Post by samIam7 » Thu Jul 12, 2012 11:05 pm

Even if I were to be in a big open, peacful field with noone or nothing around me I would still feel like I am directing traffic in the heart of New York City. My thoughts race every moment of everyday. I think about mostly unnesesarry and terrifying things. Words, numbers, repetition. I can be still yet feel like my mind and body are racing through time. Like I am always so far ahead of myself. It gets physically painful living with OCD. Doing things over and over physically and mentally. It's hard to focus. I feel like I miss so much! Like before I realize the true beauty and/or emotion a moment holds it is hours from over. I'm always so busy focusing on counting or moving certain muscles or even trying to clear the scary visions from my head. Im 21 now and have been living this way since I was 8. I've found that certain things help. Any advice on good ways to slow down?

NeverQuit
Posts: 162
Joined: Mon Dec 06, 2010 1:22 pm

Re: Moving So Fast

Post by NeverQuit » Fri Jul 13, 2012 11:58 am

That really stinks, I know what that feels like. :( When I was at my worst with anxiety, I couldn't even sleep peacefully, I had myself so on edge about EVERYTHING.

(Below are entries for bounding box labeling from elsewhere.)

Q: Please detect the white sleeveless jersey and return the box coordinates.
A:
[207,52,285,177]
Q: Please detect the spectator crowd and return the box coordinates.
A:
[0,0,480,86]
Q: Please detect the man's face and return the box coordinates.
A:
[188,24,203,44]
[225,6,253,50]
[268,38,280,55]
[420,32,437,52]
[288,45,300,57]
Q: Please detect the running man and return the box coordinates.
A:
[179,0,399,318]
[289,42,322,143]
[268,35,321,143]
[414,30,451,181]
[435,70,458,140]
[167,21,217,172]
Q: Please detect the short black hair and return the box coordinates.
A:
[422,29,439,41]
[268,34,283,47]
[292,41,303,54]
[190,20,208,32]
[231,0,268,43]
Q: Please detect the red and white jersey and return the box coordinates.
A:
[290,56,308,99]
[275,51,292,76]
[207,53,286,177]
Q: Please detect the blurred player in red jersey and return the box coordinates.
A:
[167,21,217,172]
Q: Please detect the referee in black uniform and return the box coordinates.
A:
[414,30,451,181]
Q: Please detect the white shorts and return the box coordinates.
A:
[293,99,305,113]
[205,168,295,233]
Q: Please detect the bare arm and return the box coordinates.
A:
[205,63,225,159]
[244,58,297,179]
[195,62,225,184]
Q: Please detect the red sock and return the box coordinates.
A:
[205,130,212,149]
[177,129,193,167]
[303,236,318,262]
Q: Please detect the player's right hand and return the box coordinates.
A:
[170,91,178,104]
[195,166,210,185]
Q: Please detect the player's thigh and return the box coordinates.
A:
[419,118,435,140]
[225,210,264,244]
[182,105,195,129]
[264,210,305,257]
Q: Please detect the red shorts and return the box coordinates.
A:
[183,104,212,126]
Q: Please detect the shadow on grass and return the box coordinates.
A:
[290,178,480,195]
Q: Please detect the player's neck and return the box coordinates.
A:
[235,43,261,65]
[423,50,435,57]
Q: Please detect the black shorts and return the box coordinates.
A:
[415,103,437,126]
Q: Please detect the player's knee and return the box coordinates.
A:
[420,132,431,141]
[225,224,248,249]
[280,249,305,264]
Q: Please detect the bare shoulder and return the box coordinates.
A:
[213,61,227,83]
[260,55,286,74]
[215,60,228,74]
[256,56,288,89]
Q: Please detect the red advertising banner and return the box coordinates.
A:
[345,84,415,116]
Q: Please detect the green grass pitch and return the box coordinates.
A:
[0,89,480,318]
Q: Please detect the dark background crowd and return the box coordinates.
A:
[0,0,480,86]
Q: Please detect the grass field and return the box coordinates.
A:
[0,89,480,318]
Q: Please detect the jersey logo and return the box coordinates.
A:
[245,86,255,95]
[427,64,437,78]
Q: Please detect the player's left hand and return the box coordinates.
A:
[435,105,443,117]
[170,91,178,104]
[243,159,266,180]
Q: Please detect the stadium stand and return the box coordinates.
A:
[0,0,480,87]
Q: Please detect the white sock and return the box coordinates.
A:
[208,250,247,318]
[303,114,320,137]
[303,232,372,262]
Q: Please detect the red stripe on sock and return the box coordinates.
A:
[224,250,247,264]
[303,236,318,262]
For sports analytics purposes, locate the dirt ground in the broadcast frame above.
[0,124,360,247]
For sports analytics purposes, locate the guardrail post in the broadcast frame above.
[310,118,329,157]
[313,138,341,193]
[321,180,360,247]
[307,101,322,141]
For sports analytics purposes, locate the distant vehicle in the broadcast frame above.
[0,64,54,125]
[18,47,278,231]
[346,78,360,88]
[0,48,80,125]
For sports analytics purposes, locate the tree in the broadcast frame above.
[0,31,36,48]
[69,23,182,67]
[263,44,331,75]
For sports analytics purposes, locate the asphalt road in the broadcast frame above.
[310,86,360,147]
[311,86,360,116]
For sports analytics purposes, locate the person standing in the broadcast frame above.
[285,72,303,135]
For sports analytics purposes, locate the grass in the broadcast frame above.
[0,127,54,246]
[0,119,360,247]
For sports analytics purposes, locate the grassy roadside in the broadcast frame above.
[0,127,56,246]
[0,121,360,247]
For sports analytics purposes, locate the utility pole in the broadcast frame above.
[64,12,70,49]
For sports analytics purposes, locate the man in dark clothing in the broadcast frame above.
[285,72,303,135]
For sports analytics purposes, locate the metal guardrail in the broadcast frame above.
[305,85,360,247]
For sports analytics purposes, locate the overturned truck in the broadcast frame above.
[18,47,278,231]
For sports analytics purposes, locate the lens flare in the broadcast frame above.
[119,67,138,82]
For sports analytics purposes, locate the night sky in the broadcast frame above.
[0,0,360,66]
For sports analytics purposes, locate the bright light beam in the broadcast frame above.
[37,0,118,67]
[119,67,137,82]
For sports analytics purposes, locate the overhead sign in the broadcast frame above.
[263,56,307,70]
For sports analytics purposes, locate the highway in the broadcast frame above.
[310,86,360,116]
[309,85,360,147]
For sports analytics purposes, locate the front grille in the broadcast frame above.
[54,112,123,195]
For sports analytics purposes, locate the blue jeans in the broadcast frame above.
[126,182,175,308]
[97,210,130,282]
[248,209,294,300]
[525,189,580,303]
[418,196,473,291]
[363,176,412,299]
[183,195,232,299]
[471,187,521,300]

I think the key is to focus on what you really enjoy. Are there activities that take your mind off of things? Maybe you need to find some hobbies! Can you volunteer somewhere?

I know for me, if I was in a huge group of people that I knew and loved, it would definitely help to take my mind off of things. I got a "break," even if that meant I just wasn't entertaining the thoughts as much.

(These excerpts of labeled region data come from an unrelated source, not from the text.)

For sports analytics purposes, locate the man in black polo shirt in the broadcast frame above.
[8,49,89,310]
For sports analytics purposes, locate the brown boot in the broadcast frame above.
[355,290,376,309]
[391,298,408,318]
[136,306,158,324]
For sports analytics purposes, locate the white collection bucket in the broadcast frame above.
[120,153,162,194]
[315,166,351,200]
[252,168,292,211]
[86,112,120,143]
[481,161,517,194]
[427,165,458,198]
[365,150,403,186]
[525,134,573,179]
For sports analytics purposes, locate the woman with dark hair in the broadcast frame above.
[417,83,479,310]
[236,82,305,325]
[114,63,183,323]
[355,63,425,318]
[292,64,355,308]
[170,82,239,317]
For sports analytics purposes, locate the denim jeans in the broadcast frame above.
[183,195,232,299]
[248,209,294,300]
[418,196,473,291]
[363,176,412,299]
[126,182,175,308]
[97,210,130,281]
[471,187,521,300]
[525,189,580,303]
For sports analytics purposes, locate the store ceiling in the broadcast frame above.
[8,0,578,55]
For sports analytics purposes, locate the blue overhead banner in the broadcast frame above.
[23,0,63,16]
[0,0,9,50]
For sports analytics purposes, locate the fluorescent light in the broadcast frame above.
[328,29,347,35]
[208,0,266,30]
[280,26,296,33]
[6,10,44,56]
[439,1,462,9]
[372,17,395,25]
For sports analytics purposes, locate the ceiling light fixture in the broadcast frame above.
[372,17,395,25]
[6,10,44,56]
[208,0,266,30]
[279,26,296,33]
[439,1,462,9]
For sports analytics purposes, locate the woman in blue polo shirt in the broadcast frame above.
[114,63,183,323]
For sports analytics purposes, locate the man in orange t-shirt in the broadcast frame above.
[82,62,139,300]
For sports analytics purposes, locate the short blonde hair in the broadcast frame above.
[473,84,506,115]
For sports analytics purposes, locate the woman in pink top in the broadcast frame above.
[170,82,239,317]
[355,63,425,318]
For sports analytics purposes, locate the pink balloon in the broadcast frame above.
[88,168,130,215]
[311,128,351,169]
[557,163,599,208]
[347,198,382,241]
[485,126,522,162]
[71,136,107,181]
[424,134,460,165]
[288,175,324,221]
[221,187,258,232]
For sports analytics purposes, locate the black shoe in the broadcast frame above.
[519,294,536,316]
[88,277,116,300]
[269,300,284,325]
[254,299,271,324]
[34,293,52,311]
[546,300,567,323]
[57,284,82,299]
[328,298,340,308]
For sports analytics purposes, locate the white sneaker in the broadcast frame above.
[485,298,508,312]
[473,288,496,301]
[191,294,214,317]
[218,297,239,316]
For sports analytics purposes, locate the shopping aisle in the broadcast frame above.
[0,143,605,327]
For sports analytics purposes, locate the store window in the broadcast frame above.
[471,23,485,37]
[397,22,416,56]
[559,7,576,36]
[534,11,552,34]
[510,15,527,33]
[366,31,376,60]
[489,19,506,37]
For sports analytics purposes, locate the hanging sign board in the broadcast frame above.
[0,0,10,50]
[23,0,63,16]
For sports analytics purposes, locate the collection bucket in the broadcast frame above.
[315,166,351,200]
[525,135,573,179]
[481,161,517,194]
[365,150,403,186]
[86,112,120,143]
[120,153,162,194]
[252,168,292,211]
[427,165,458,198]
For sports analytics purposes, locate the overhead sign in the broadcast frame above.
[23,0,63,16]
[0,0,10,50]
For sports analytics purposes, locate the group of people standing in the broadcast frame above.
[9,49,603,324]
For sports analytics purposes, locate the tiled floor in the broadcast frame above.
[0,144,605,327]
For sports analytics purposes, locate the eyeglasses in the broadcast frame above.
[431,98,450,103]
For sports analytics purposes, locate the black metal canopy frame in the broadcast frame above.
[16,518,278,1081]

The more you practice the skills in the program, the easier it will be to relax and enjoy the "precious present moment." You won't be as obsessive, and you will find yourself able to focus on tasks and actually forget whatever it was that was bothering you!

The thing with OCD thinking is that our minds are ADDICTED to it. This post is a good reminder for me, because I still struggle with this. It's a bad habbit that you need to break through repetition. Just like you had to get on a bike and practice riding over and over again, you have to practice stopping obsessive, negative thoughts over and over again.

The key for people like us is to have activities that take our minds off of things. We are very analytical people. You need something that uses that skill in a POSITIVE way. Do you like crossword puzzles? Maybe you need to find a job that is highly technical! Or try writing a book! Are you musical? The piano really helps me when I just need a break, it takes all my concentration and helps me to get some of that crazy creative energy out. :) Things like that are really good for people like us.

praying for you! Hope some of that helps!